I will give part of this to him. What it comes down to is again a lack of understanding of Facebook and what organic vs. paid likes are. Likes are definitely not the important part of a Facebook Page. Bands as well as anyone who runs a Page needs to have basic understanding of how likes work, and buying them doesn’t do anything. It’s how you engage with the audience you have, whether it is 50 or 5,000.
3 & 2. Liking a band name makes him look dumb, and everyone look dumb (I combined two here)
No, liking bands on Facebook doesn’t make you look dumb, but not supporting bands simply because you hate Facebook does. The idea is that he doesn’t want to like a band page because it looks like he supports a band that isn’t very good. Simple solution, don’t like their page! Of course you don’t have to like every band that asks.
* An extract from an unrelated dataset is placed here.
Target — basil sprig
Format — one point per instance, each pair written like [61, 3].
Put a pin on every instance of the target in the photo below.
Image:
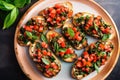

If you listen to them and like their sound, by all means like the page. It’s OK to be picky. Don’t be unsupportive of local music trying to get the word out for this reason. That would be dumb.
1. He doesn’t care.
If you don’t care, you shouldn’t be writing for a music blog. As much as Facebook is a place for mindless drivel, it is also a place of great information. More people get their news from Facebook than from other major news sources. You can get all kinds of deals and information about your favorite businesses from Facebook. When I want to know more about a place or find a location, I go to Facebook before Google. This is also true of band pages. It’s not only support, it’s finding out more about them, where shows are going to be, ticket offers, etc.
Facebook is still the top social networking site, and if you are a band, it’s a smart move to have a Facebook Page. Making some grand statement about how having that Page doesn’t matter is a disservice to the local bands that are out there working their tails off for a craft they can only hope to make into something lucrative. Not everyone can be the next Gin Blossoms or Kongos, but exposure and support everywhere you can doesn’t hurt.